Watters was the lead author articles 2016 about some slopes of Mercury – stepped ridges formed by faults in the crust. The ones his team considered are less than 50 million years old, making them fairly young by geological standards. Their age indicates that Mercury is still experiencing crustal movement.

One of the co-authors of this work was the Colorado astronomer Clark R. Chapman. He compares the planet to a dried fruit. “Mercury’s crust has shrunk a lot and is likely to continue to shrink…because the interior is cooling and shrinking,” Chapman explains. “A rough analogy would be the skin of an apple: when the inside of the apple gradually dries out and shrinks, this causes the skin of the apple to become wrinkled.” We can observe the same process closer to our home. The Moon, like Mercury, is a single-plate body that is now shrinking as its core cools.

Martian landscapes must be simply mesmerizing. The red planet is home to the largest volcano in the solar system and the largest canyon. The scientists named the latter “Valles Marineris”. It is 3,000 kilometers long and 600 kilometers wide, making Earth’s largest canyons look like small cracks in comparison.

A computer-generated view of Martian Mount Olympus shows the volcano’s size, caldera, and long, sloping sides that make it the largest planetary volcano currently known.

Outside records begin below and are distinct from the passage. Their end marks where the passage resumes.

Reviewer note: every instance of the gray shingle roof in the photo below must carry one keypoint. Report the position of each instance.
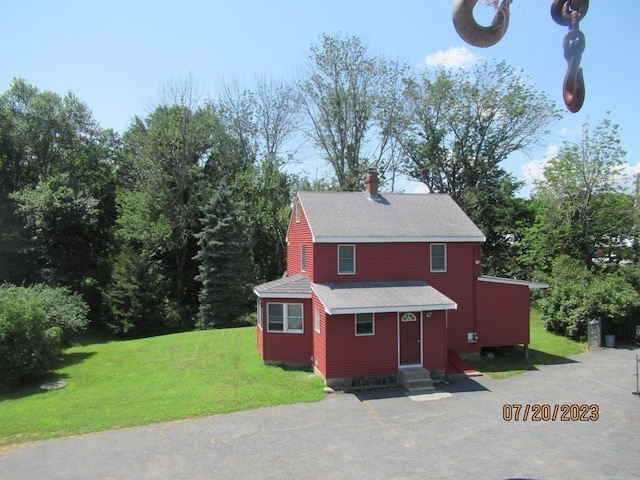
(376, 297)
(295, 286)
(348, 216)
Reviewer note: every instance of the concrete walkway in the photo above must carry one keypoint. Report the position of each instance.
(457, 433)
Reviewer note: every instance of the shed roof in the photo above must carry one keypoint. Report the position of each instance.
(295, 286)
(348, 216)
(378, 297)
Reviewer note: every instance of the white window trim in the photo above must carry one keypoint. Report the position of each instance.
(354, 258)
(373, 326)
(431, 257)
(285, 318)
(317, 320)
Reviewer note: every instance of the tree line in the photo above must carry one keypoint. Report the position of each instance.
(167, 226)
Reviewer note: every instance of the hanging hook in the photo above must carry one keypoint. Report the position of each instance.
(472, 32)
(573, 88)
(561, 11)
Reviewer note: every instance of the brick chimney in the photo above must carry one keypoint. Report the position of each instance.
(372, 183)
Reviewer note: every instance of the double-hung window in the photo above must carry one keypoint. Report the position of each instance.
(285, 317)
(438, 257)
(316, 319)
(346, 259)
(365, 324)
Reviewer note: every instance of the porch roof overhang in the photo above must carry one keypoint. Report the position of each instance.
(513, 281)
(380, 297)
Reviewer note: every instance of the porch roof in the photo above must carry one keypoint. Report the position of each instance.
(378, 297)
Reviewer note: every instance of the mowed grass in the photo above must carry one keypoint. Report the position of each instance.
(138, 382)
(546, 348)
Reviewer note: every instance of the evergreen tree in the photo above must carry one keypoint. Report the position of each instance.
(225, 263)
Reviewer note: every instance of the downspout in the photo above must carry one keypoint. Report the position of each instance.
(476, 273)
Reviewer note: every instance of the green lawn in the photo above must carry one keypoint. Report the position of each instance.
(126, 383)
(545, 349)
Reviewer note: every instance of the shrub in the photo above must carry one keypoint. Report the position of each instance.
(36, 323)
(61, 308)
(577, 295)
(28, 348)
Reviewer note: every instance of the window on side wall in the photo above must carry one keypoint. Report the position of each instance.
(316, 319)
(365, 324)
(438, 257)
(285, 317)
(346, 259)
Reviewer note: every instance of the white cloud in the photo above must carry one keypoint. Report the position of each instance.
(421, 188)
(452, 57)
(533, 170)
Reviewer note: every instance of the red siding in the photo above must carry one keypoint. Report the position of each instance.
(298, 234)
(503, 314)
(434, 341)
(349, 355)
(410, 261)
(287, 347)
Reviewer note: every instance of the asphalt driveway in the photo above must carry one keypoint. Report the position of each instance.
(458, 433)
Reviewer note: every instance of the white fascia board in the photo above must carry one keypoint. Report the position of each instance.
(398, 239)
(513, 281)
(402, 309)
(281, 295)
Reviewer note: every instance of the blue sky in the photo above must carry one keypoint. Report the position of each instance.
(117, 55)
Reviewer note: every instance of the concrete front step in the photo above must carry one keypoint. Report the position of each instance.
(415, 379)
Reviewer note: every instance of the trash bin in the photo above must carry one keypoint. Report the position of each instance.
(610, 341)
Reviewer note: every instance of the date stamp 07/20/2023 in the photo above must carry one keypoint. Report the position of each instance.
(544, 412)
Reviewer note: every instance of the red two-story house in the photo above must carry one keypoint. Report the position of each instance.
(378, 282)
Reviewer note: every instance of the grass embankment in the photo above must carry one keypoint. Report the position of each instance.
(546, 348)
(126, 383)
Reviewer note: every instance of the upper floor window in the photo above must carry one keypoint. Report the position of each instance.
(346, 259)
(285, 317)
(365, 324)
(438, 257)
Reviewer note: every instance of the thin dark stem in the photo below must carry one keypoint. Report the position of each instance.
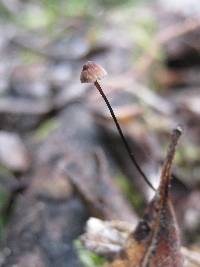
(132, 157)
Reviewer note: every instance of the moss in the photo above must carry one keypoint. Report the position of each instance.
(88, 258)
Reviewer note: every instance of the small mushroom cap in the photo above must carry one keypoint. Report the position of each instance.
(92, 72)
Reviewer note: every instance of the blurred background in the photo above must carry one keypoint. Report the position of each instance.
(61, 158)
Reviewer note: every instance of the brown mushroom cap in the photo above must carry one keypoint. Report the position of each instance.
(92, 72)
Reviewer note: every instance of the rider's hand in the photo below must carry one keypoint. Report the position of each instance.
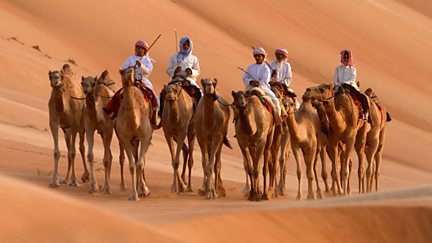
(254, 83)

Since there is no plate tectonics on Mars, the magma chamber under Olympus is constantly growing during the eruption. It has been the largest in the solar system for billions of years and continues to grow.

Mars is also notable for its planetary crustal dichotomy: the southern hemisphere’s crust averages 58 kilometers thick, while the northern hemisphere’s crust averages only 32 kilometers. Watters says that this “topographical contrast” is reminiscent of the differences “between the Earth’s continents and ocean basins.”

Could this discrepancy be due to plate tectonics? An Yin, professor of geology at the University of California, has written numerous papers on the surface of Mars. In 2012, he suggested that the Martian plateau, called the Taris Rise, could be formed by a subduction zone – a place where one plate sinks under another. In the same year, he named Valles Marineris as a possible boundary zone between the two plates.

“These are hypotheses backed by knowledge,” says Yin, “but with new data in the next couple of decades, everything can change.” At the moment, he is of the opinion that there is a primitive form of plate tectonics on Mars. However, even if this is true, Mars does not have many plates. In addition, plate-related activity develops much more slowly on the red planet than on Earth.

Let’s move on to our other heavenly neighbors. The gaseous atmosphere of Venus makes it a difficult planet to explore. However, we managed to learn something about its surface. “The current crust of Venus is relatively young,” says Watters. Judging by some of the craters left by meteorites, the age of its modern surface is less than 1 billion years.”

However, age is not everything. Like Earth, Venus has its own ridges, rifts, and (possibly active) volcanoes. IN research 2017, it is argued that Venus owes much of its relief to prehistoric mantle plumes. These pillars of molten rock sometimes reach the planet’s crust. When this happens, they often create a “hot spot” of volcanic activity. Here on Earth, lava ejected by mantle plumes created the Hawaiian Islands as well as Iceland.

Theoretically, volcanic material released by hotspots could explain the corona: large, oval-shaped structures found on the surface of Venus. Volcanic ejecta may even have led to the formation of unusual subduction zones around the ridges. Not exactly plate tectonics, but also quite an interesting process.